Monday, February 27, 2012

YOU Published

So some of you may remember that I wrote a blog post called 'You' a few months back. Well that blog post caught the eye of a good friends of mine who works for a Magazine called Tusaayaksat which is a news and culture magazine in Arctic Canada. She decided to publish it. This hits stands today, so I am finally allowed to share this.
Published in Tusaayaksat which is published by the Inuvialuit Communications Society, Inuvik NWT, Canada
M is gonna send me some print copies tomorrow, I'm so incredibly proud of myself right now, and I want to thank all the amazing people who helped make it happen.  So thank you guys, from the bottom of my heart, you have helped show me that I am more talented then even I thought.  Thank you for believing in me.

Also, I still think this is a really important message, so please share far and wide! 

Tuesday, February 14, 2012

Menstruation is not YOURS to joke about...


Dear Men,

As a man, you have no right to joke about menstruation. Seriously. If you have not gone through this bodily function then stop joking about this.
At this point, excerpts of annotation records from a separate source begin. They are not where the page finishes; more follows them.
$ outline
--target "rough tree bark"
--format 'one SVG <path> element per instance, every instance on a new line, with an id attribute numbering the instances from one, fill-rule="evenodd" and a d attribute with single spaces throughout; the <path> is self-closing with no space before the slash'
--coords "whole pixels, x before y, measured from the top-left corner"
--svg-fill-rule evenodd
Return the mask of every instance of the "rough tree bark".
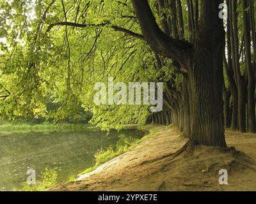
<path id="1" fill-rule="evenodd" d="M 226 147 L 222 94 L 225 31 L 218 17 L 223 1 L 200 1 L 195 44 L 177 40 L 159 27 L 147 0 L 131 0 L 144 38 L 152 50 L 188 71 L 193 144 Z"/>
Menstruation is a bodily function. As I understand it, it's not a fun one, but one that happens every month. Telling another man that you hope their 'flow slows down' because they are irritating you is incredibly offensive. As if the only reason someone could be irritated with you is because they're hormonal.
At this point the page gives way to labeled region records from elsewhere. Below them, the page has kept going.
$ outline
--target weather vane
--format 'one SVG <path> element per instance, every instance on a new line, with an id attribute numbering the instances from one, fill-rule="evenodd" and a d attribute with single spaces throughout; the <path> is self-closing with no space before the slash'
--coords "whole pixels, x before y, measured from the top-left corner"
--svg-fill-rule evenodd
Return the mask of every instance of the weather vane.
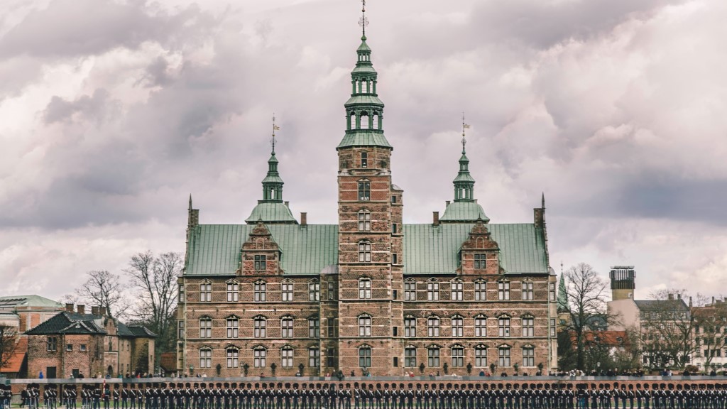
<path id="1" fill-rule="evenodd" d="M 273 113 L 273 138 L 270 138 L 270 144 L 273 146 L 273 153 L 275 153 L 275 131 L 279 131 L 280 127 L 275 124 L 275 112 Z"/>
<path id="2" fill-rule="evenodd" d="M 467 144 L 467 138 L 465 137 L 465 130 L 469 127 L 470 125 L 467 125 L 467 124 L 465 123 L 465 113 L 462 112 L 462 154 L 465 153 L 465 145 Z"/>
<path id="3" fill-rule="evenodd" d="M 361 17 L 358 19 L 358 25 L 361 26 L 364 36 L 366 37 L 366 26 L 369 25 L 369 19 L 366 17 L 366 0 L 361 0 Z"/>

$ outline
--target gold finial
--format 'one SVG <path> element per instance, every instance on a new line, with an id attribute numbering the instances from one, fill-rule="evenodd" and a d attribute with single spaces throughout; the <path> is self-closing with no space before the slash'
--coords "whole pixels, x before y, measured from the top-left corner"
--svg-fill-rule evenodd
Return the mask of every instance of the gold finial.
<path id="1" fill-rule="evenodd" d="M 369 25 L 369 19 L 366 17 L 366 0 L 361 0 L 361 17 L 358 19 L 358 25 L 361 26 L 363 31 L 362 39 L 366 39 L 366 26 Z"/>

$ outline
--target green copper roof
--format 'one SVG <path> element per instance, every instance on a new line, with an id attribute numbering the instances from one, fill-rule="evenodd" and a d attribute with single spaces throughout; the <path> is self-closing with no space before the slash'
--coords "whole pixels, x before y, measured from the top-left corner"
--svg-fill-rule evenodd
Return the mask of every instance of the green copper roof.
<path id="1" fill-rule="evenodd" d="M 338 226 L 267 225 L 280 246 L 285 274 L 318 274 L 338 263 Z M 254 224 L 204 224 L 189 243 L 185 276 L 234 275 L 240 250 Z"/>
<path id="2" fill-rule="evenodd" d="M 475 222 L 478 219 L 488 222 L 490 218 L 485 214 L 485 211 L 475 201 L 454 202 L 447 206 L 444 210 L 444 214 L 439 218 L 440 221 L 443 222 Z"/>
<path id="3" fill-rule="evenodd" d="M 404 274 L 453 274 L 473 223 L 403 226 Z M 186 276 L 234 275 L 240 249 L 254 225 L 201 225 L 189 243 Z M 268 225 L 282 252 L 285 274 L 318 274 L 338 263 L 338 226 Z M 488 224 L 506 274 L 547 274 L 542 229 L 534 224 Z"/>
<path id="4" fill-rule="evenodd" d="M 263 223 L 298 223 L 290 209 L 281 202 L 259 201 L 245 223 L 254 224 L 261 220 Z"/>
<path id="5" fill-rule="evenodd" d="M 337 149 L 348 146 L 383 146 L 391 148 L 389 141 L 386 140 L 383 132 L 375 131 L 350 131 L 346 132 Z"/>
We are socialized and brought up in such a way, still, in 2012 to think that women are irrational and hysterical, especially during their period. We, men, constantly treat them and their bodies like they're something there for our amusement. They are not, they are there for their (women) lives.

It is not something that we are allowed to laugh and mock. If women want to do it, it's their right to do so, it is not our place as men to mock their bodies, especially when there is so much of our own that deserve mocking.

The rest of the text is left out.